甚至那些下属都没有出手帮他抓住她,他几个箭步就把她逮到了,于是大庭广众之下,将她像货物一般的扛在肩上。
她说,“你不让我去,我会恨你一辈子!”
他顿了一下,笑,“要不要恨随你,不过,你休想去见他。”
为什么不听他的劝告呢?为什么非得惹恼了他?
他不想这样对她的,可是不能不这样对她了。
伸手探了一下她的额头,还很烫。
他给她换了一个冰袋,敷在了她的额头上。
“不要……陆非池……放开……恨你……”她在梦里呢喃。
字字句句,居然有那种本事,让他觉得心被刺到一般的疼。
但是他没有在发怒,低头,亲吻了一下她的额头,“如果这就是留你在身边的代价,那你就狠吧,你的恨,和我的寂寞相比,我宁愿让你很我,我不想让自己寂寞,冯以宁,很抱歉,你遇上了一个自私且不讲道理的男人。”
于是他就在她身边受了整整一夜,寸步不离。
早上六点不到,以宁就醒过来了,一是被噩梦纠缠,还有就是,越来越疼的身子,已经让她忍受不了。

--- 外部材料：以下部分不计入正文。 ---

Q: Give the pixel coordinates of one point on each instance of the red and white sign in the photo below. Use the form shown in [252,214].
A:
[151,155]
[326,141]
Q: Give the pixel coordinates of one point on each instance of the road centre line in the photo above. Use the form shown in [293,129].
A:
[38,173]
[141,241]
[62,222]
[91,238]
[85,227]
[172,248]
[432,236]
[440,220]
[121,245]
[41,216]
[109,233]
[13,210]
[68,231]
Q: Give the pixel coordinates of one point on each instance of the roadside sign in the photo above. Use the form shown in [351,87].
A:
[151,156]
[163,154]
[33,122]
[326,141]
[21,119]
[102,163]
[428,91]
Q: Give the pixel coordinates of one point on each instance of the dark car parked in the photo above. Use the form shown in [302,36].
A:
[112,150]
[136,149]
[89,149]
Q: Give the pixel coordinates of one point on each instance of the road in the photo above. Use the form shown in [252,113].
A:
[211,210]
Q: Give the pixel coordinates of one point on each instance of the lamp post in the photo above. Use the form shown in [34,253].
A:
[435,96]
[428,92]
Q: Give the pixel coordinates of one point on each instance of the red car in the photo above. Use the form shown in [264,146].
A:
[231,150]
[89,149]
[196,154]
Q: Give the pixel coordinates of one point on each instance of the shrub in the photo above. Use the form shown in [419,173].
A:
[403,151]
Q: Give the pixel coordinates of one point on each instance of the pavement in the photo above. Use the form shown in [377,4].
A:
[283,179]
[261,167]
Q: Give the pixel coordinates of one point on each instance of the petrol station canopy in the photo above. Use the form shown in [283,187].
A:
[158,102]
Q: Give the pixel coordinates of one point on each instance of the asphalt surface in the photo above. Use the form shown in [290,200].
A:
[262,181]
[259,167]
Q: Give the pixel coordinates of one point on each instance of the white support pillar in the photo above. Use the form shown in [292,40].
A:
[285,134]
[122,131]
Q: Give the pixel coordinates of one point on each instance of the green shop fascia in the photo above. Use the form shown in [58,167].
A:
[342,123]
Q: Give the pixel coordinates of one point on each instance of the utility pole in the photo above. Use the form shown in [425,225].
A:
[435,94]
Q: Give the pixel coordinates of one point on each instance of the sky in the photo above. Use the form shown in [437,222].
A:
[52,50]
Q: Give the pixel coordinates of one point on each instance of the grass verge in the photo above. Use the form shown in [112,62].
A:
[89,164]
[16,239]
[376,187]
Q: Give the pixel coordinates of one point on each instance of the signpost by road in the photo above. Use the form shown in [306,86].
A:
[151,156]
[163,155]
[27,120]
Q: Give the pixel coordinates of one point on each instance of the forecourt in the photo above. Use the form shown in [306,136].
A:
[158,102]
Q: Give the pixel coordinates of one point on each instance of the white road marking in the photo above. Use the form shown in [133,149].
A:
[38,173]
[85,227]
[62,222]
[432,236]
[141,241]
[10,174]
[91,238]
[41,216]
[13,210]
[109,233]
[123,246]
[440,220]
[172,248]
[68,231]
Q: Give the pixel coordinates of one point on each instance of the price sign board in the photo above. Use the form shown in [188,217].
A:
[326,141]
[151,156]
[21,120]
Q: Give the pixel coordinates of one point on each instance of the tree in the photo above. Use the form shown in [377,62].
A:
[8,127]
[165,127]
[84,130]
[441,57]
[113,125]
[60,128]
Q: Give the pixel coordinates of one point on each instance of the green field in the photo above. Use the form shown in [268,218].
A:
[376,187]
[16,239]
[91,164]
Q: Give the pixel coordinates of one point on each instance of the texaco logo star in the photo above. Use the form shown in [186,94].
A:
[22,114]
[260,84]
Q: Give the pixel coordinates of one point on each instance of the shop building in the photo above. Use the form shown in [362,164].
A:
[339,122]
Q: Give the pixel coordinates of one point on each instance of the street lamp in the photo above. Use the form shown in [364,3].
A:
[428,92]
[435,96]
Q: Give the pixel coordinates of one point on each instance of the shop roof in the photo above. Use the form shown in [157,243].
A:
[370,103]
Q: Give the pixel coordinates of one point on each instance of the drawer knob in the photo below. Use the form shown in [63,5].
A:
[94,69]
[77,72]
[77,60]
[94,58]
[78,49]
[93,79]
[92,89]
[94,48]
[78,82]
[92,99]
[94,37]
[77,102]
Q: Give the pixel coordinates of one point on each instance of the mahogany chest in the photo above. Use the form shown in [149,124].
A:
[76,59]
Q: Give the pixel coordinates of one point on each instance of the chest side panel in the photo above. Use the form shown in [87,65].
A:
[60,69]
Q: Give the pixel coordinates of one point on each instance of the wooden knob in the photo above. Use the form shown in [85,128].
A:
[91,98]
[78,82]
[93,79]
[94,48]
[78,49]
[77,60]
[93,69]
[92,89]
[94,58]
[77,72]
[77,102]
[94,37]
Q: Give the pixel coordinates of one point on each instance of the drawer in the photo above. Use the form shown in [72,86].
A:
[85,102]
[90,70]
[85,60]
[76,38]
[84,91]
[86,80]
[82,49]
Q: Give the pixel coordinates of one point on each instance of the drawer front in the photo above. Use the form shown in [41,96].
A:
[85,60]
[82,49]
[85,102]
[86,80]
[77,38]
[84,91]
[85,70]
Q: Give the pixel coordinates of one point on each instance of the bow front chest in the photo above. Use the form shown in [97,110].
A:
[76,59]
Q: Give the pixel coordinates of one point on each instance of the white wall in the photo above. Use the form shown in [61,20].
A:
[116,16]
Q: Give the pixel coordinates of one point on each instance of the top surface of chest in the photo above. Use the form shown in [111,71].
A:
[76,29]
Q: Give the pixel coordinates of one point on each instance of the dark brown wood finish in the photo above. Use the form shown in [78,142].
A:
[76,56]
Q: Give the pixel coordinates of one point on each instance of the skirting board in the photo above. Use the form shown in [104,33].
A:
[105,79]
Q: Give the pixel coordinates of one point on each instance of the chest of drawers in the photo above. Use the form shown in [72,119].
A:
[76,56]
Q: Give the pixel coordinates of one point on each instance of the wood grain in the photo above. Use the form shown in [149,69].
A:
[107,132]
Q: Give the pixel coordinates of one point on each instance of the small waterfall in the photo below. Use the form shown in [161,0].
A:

“嘶……”眼睛都还没有睁开,就已经感受到下身撕裂般的疼。
微微想动一下,以宁就觉得,脆生生的伤口就钻心的不让自己好过。
忍过这一阵疼,让她出了一身汗,而看到身边的男人的时候,她本能的弹开了,扯动了伤口,更是让她同的连声音都叫不出来!
她甩开了一直被他握在手里的手,然后强忍着疼,将自己缩在了角落,离他远远的。
陆非池已经醒了,昨晚给她换了两次吊瓶,他一直守着,其实还没有怎么睡觉。
她防备的样子那么明显,可是他选择忽略。
“醒了?肚子饿不饿?我做东西给你吃。”
陆非池自打娘胎出来,出了那为数不多的几次,他真的就从来没有下过厨,自己都懒得动手的男人,给女人做饭,真是一只手都能数的过来。
他伸手要去拉她,以宁急的摇头,她真的怕,怕昨晚的事情,会毫无征兆的在发生一次,她经受不了那样的事情了,她会疯掉的!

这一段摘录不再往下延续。